Colocalization of internalized MCP-1 with caveolin-1. Microvessels were pretreated (±) with filipin III. Then the samples were exposed to biot.-rmMCP-1 at 4 or 37°C, fixed/permeabilized, and stained to reveal labeled chemokine (green) and caveolin-1 (red) localization, as described in Materials and Methods. Then confocal images were obtained at a level approximately midway through the interior of the microvascular samples, revealing the relative distribution patterns of labeled chemokine and caveolin-1. In the control sample exposed to biot.-rmMCP-1 at 37°C, caveolin-1 staining can be seen concentrated around the periphery of the microvascular segment (arrows), with chemokine apparently present diffusely in the cytoplasm. Areas of yellow fluorescence (asterisks) indicate presumed sites of biot.-rmMCP-1/caveolin-1 colocalization. In the filipin III-treated sample exposed to chemokine at 37°C, no sites of colocalization are detected readily, and biot.-rmMCP-1 appears to be confined to the membrane surface (arrowheads), with caveolin-1 expression heightened in some cytoplasmic locales (arrows). Microvessels exposed to chemokine at 4°C (±) filipin III pretreatment also fail to show any areas of biot.-rmMCP-1/caveolin-1 colocalization.

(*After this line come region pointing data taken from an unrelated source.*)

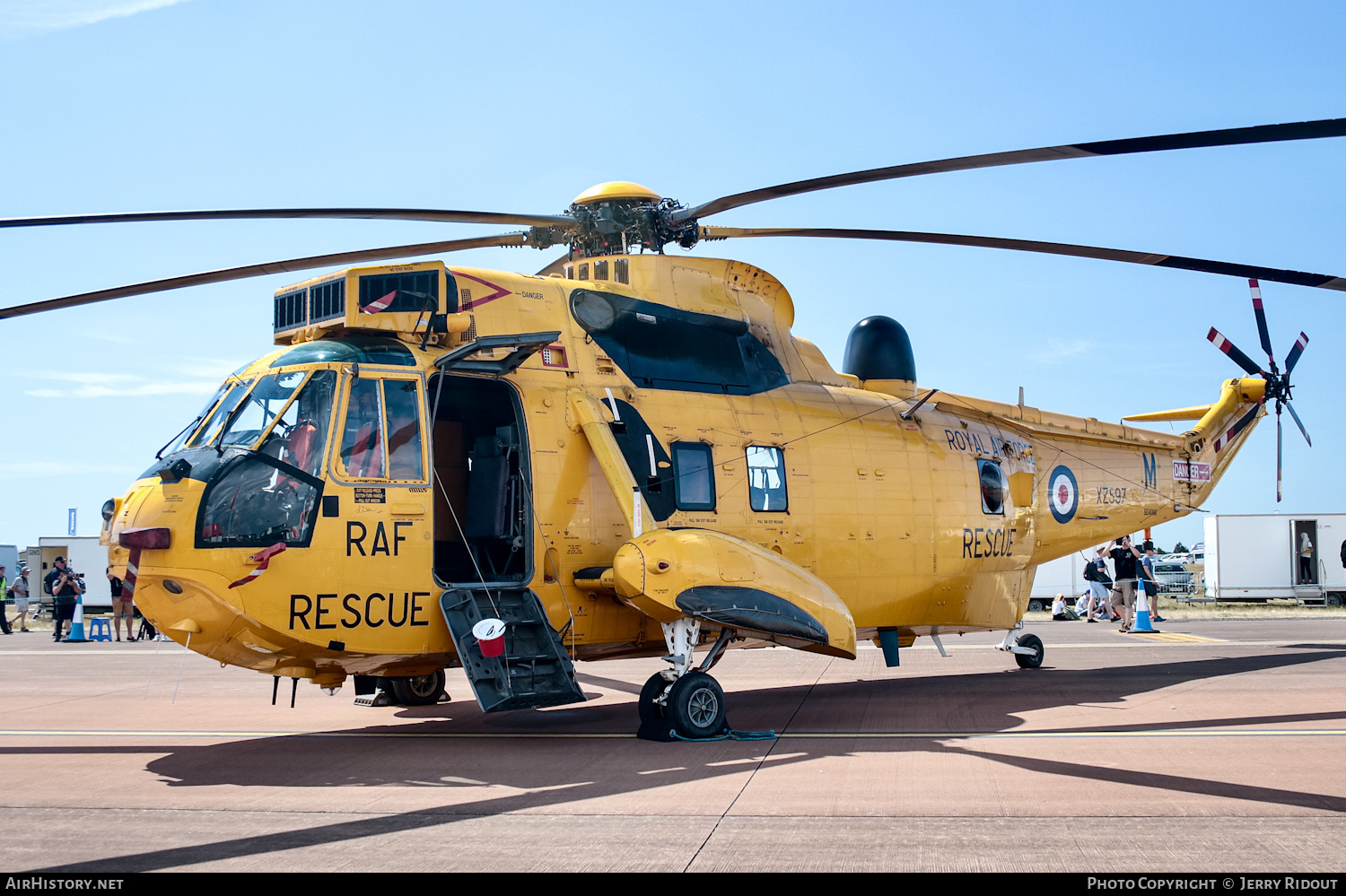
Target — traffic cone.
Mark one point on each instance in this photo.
(77, 624)
(1141, 623)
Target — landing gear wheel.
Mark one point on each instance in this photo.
(696, 707)
(1025, 659)
(419, 691)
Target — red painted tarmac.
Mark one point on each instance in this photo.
(1213, 747)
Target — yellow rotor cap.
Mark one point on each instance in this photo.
(616, 190)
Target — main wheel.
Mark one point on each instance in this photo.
(648, 709)
(696, 707)
(419, 691)
(1025, 659)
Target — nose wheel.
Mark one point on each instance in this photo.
(684, 702)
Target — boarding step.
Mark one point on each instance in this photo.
(533, 672)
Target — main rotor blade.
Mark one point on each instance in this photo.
(1262, 323)
(1276, 274)
(268, 268)
(1297, 350)
(1221, 342)
(1224, 137)
(1299, 422)
(444, 215)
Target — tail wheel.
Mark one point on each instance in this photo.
(696, 707)
(649, 709)
(1025, 659)
(419, 691)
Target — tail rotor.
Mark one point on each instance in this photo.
(1278, 382)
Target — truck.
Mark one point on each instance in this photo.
(83, 554)
(1256, 557)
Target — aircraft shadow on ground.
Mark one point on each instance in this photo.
(556, 771)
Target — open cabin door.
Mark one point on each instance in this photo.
(482, 483)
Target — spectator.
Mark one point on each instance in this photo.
(65, 587)
(1096, 573)
(1060, 611)
(1147, 570)
(4, 616)
(120, 607)
(21, 597)
(1124, 557)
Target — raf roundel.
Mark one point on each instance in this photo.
(1063, 494)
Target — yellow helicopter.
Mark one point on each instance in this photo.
(626, 455)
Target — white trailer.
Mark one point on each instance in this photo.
(83, 554)
(1254, 557)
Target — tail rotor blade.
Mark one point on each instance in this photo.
(1262, 323)
(1292, 358)
(1278, 454)
(1299, 422)
(1232, 350)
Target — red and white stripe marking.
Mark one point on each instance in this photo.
(379, 304)
(1219, 341)
(263, 559)
(128, 584)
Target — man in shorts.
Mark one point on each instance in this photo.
(1098, 586)
(1124, 557)
(4, 616)
(21, 599)
(121, 607)
(65, 588)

These samples also do not demonstrate as strong a cytoplasmic distribution of labeled chemokine as that observed in the control sample at 37°C but seemingly manifest a more peripheral chemokine staining (arrowheads), possibly restricted to the membrane surface. As with the samples exposed to chemokine at 37°C, caveolin-1 distribution appears to be concentrated along the periphery of the microvessel in the control (arrowheads) but is dispersed more cytoplasmically in the filipin III-treated sample. Arrows, Caveolin-1;arrowheads, biot.-rmMCP-1; asterisks, biot.-rmMCP-1/caveolin-1 colocalization. Scale bar, 10 μm.